甘いトーンと穏かな口調と湧き上がる歓声じみたそれでも抑えているらしい笑い声がまだ耳に残る気がする。
実際、正午をまわってすぐに病院を抜けたときには、ドクター・タオの予告通りたとえ中でサンジがぶっ倒れたとしても。外に運ばれてくるまでおれは中へは入らねェぞ、と決める程度にはビジン共は見事に珍獣扱いを通した。午前中ずっと、だ。

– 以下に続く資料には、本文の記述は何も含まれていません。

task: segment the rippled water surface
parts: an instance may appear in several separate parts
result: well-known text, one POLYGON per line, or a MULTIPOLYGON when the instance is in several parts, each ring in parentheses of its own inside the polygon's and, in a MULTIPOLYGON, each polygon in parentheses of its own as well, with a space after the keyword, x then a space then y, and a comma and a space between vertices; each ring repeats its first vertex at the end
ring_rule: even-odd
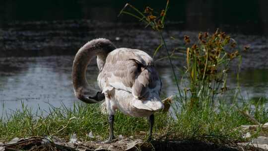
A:
MULTIPOLYGON (((80 102, 74 96, 71 84, 73 56, 0 58, 0 111, 10 113, 21 108, 21 102, 34 111, 47 110, 50 105, 59 107, 62 103, 71 107, 80 102)), ((158 68, 164 84, 163 94, 176 92, 170 68, 158 68)), ((87 79, 96 83, 96 66, 88 68, 87 79)), ((236 75, 230 73, 231 87, 236 85, 236 75)), ((246 98, 268 97, 268 70, 242 71, 240 84, 246 98)))

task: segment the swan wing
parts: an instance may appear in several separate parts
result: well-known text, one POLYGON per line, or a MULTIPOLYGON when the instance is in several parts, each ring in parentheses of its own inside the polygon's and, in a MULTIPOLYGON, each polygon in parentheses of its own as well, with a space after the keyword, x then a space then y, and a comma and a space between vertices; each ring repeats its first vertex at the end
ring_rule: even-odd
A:
POLYGON ((144 100, 153 93, 159 96, 162 86, 151 57, 143 51, 129 48, 117 49, 108 54, 98 80, 103 92, 114 88, 144 100))

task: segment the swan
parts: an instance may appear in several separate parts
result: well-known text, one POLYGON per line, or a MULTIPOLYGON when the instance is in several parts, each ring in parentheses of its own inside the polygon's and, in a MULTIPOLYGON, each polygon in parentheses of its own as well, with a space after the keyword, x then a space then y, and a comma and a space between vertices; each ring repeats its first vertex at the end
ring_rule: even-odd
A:
POLYGON ((147 117, 151 140, 154 113, 164 107, 159 93, 162 82, 152 58, 138 49, 117 48, 110 40, 98 38, 88 42, 77 52, 72 79, 76 97, 87 103, 103 103, 108 114, 109 139, 115 139, 114 121, 116 110, 135 117, 147 117), (97 56, 99 70, 97 81, 101 90, 89 86, 86 78, 87 66, 97 56))

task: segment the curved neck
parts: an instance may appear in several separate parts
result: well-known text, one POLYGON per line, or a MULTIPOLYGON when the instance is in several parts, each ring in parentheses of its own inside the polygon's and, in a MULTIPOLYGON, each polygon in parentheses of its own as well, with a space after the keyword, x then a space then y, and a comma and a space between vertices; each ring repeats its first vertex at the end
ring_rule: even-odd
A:
POLYGON ((108 40, 98 39, 88 42, 77 52, 72 66, 72 78, 73 90, 79 99, 87 103, 95 103, 104 99, 103 94, 88 84, 86 69, 96 56, 105 63, 107 54, 114 49, 115 47, 108 40))

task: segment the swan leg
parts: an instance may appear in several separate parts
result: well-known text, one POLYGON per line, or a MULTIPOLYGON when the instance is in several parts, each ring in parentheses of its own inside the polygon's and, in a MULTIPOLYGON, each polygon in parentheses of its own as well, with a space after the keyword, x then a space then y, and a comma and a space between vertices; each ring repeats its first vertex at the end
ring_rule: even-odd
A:
POLYGON ((154 124, 154 115, 153 115, 153 114, 150 115, 150 116, 148 117, 148 122, 149 122, 149 125, 150 125, 148 141, 150 141, 152 140, 152 129, 153 127, 153 124, 154 124))
POLYGON ((110 133, 109 139, 104 141, 101 142, 102 144, 111 143, 113 142, 115 139, 114 135, 114 122, 115 121, 115 116, 114 115, 109 115, 108 117, 108 122, 110 126, 110 133))

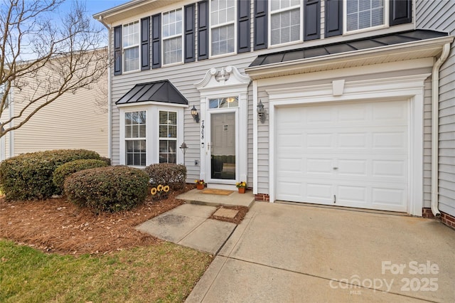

肌蹴たシャツの胸元からデカイ猫の子、ボブキャット、っていったか?それの毛を道に払い落とした。
ソレを1時間近く抱かされていた。でかい掌から爪をだして胸あたりで布地にひっかけ、ふにゃふにゃ眠り始めたからケージに戻そうとしたならば。
クソウ、おれがなんで猫の子に哺乳瓶なんざ咥えさせなきゃならなかったんだ?そもそも。
マリーが笑った。あら、オトウサンになる練習じゃないのよ、だとか何とか抜かし。
フザケロ、とうんざりしていたなら。ブリジットが寝ちゃったんならもっと抱っこしててあげて、とくすくすと笑っていた。
オマケに、シャーロットは。サンジの子だと思えばいいじゃない、と追加し。
本来なら野生動物のはずのデカイ猫の子は、ふにゃふにゃと喉まで鳴らしかねない勢いで温かい掌を押し付けてきた。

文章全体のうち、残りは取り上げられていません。